Everyone knows the old adage, “an apple a day keeps the doctor away,” but did you know that apples are the best fruit to eat to lower cholesterol? Apples are a sweet snack that provide many benefits. Apples contain antioxidants and pectin that can lower “bad” LDL cholesterol and fight inflammation. LDL cholesterol and inflammation are known triggers of premature aging and disease.
Apples also contain vitamins A and C, which are good sources of antioxidants, the substances that can protect your cells from the effects of free radicals. Free radicals are harmful molecules produced when your body breaks down food. Apples also contain soluble fiber, which can help lower glucose levels as well as help lower blood cholesterol.
Studies show eating the Golden Delicious apple, a type of apple that is characteristic for its yellow color, can decrease levels of serum triglycerides (TG) and lipoprotein-cholesterol (VLDL) in hyperlipidemic and overweight men.
You might need a mint after adding garlic to your meal but this flavorful condiment not only reduces inflammation, but it also fights oxidation.

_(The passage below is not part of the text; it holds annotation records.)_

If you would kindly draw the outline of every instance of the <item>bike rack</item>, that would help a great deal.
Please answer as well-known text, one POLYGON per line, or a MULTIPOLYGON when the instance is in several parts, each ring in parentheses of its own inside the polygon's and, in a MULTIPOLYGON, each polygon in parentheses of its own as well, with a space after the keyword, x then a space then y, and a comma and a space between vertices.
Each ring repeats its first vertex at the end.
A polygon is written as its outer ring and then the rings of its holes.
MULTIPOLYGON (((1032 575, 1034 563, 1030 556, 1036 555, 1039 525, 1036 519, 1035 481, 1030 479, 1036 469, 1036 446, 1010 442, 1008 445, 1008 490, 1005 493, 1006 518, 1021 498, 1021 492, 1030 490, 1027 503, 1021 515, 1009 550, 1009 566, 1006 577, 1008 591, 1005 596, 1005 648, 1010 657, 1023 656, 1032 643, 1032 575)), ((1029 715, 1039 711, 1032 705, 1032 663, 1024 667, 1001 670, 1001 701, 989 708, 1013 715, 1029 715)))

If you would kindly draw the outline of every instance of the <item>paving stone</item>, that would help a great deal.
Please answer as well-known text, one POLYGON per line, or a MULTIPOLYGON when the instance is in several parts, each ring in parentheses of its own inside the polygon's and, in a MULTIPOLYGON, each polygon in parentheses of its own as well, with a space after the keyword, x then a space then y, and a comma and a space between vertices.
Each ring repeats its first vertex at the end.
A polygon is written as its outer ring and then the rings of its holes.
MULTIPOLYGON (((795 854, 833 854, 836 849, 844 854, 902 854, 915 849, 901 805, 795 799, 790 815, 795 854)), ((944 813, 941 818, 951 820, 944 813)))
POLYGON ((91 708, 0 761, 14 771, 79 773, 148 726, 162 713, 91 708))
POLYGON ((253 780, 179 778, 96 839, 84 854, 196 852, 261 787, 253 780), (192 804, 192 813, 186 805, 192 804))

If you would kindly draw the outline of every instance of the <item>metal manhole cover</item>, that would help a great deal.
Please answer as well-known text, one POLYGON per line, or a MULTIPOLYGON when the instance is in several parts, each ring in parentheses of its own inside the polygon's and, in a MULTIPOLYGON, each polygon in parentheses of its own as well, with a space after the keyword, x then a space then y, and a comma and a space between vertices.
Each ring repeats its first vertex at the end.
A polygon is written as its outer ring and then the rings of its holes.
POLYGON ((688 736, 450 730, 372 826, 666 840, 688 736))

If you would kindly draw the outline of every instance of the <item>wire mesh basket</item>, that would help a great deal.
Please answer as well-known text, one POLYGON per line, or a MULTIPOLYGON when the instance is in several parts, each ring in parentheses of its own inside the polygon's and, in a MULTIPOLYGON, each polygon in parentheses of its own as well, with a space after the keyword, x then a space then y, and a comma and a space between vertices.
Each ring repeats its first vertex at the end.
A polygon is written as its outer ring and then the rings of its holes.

The antioxidants in garlic fight oxidation to protect the blood vessels from being damaged. Garlic may reduce total cholesterol and triglyceride levels and can be beneficial for people at risk for high cholesterol.
Consuming a mixture of garlic and lemon juice can decrease levels of cholesterol. Mixing 20 grams of garlic daily and 1 tablespoon lemon juice can improve lipid levels, fibrinogen and blood pressure in patients with hyperlipidemia between the ages of 30 and 60, according to this study.
4. Dark chocolate
I’m sure most people will be excited to hear that eating dark chocolate can improve cholesterol levels! There’s nothing better than a sweet treat that’s also good for the body.
Cocoa, the plant used to create chocolate, contains chemicals that can interact with cell and tissue components providing protection against the development and amelioration of pathological conditions. During a study by the Journal of Cardiovascular Pharmacology, research showed an 11 percent decrease in LDL cholesterol in patients after 15 days of receiving 100 grams of dark chocolate per day. The study demonstrated an increase in HDL-cholesterol, the good cholesterol, in hypercholesterolemic subjects after eating dark chocolate or cocoa powder. Cocoa powder provides a decrease in plasma levels of oxidized LDL plasma levels for those who use cocoa powder as a dietary supplement.
Another good reason to consume dark chocolate is for the soluble fiber and minerals found in cocoa, such as magnesium, potassium, phosphorus, zinc and selenium. Eat up to one-quarter cup of dark chocolate or 2 1/3 tablespoons of cocoa a day for maximum cholesterol-warding effects.
Moderation is key
Dealing with high cholesterol can be tough when you feel like your options for food are limited to bland items. The key is moderation. Maintaining a healthy lifestyle supplemented with exercise, fruits, vegetables and water can help keep cholesterol levels at bay. Try adding whole grains, apples, garlic and dark chocolate to your meal plan for cholesterol-lowering effects.